Somi Nwandu presents HER SPACE, a solo exhibition in Virtual Reality, showcasing her most recent works. The exhibition opened worldwide on August 21, 2020 at www.thesomieffect.com/vrexhibit.
This exhibition and collection explores, through Afrofuturistic expression, the waves of African femininity parallel to a supreme value of human existence in mental, and psychological organization. Her Space layers emotion, craft, sound, and motion to focus on three areas: mental stabilization advancements, the utilization of an African woman’s femininity to personalize Afrofuturism, and electromagnetism as a metaphor.
In the midst of a global pandemic, racial unrest, and a swell of voices calling for equity around the world, the young Nigerian-American artist hopes to use her solo virtual reality art experience to give voice to the unique challenges, opportunities, and promise of black, African women in a futuristic world.
Her Space, a project of Nwandu’s The Somi Effect, is an online exhibit featuring the visually stunning and groundbreaking work of the award-winning yet emerging visual, contemporary artist who works in various mediums. The Somi Effect is the culmination of Nwandu’s projects journeys, and reflections, shared through multimedia experiences that present the story of the future and the past through the artist’s perspective.

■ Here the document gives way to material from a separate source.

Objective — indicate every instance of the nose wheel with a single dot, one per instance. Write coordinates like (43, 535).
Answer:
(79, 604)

Nwandu aims to advance the ways viewers experience African culture and creativity as a whole. She uses the textures of her African heritage to explore her own identity as she attempts to break the negative connotations surrounding mental stability while exploring the double-edged infinitude of one’s self.
“I’m a woman trying to explore the nature of human experiences through the advances of technology,” Nwandu said. “I express the desire to hide and be seen while exploring the unique nature of individuality.”
Through Afrofuturistic expression, Her Space explores the waves, as a phenomenon and metaphor, of African femininity in tandem with the supreme value of human existence. The lenticular lens pieces in the collection and virtual reality exhibit layer emotion, craft, sound, and motion to focus on three areas: mental stabilization advancements, the utilization of an African woman’s femininity to personalize Afrofuturism, and electromagnetism as a metaphor.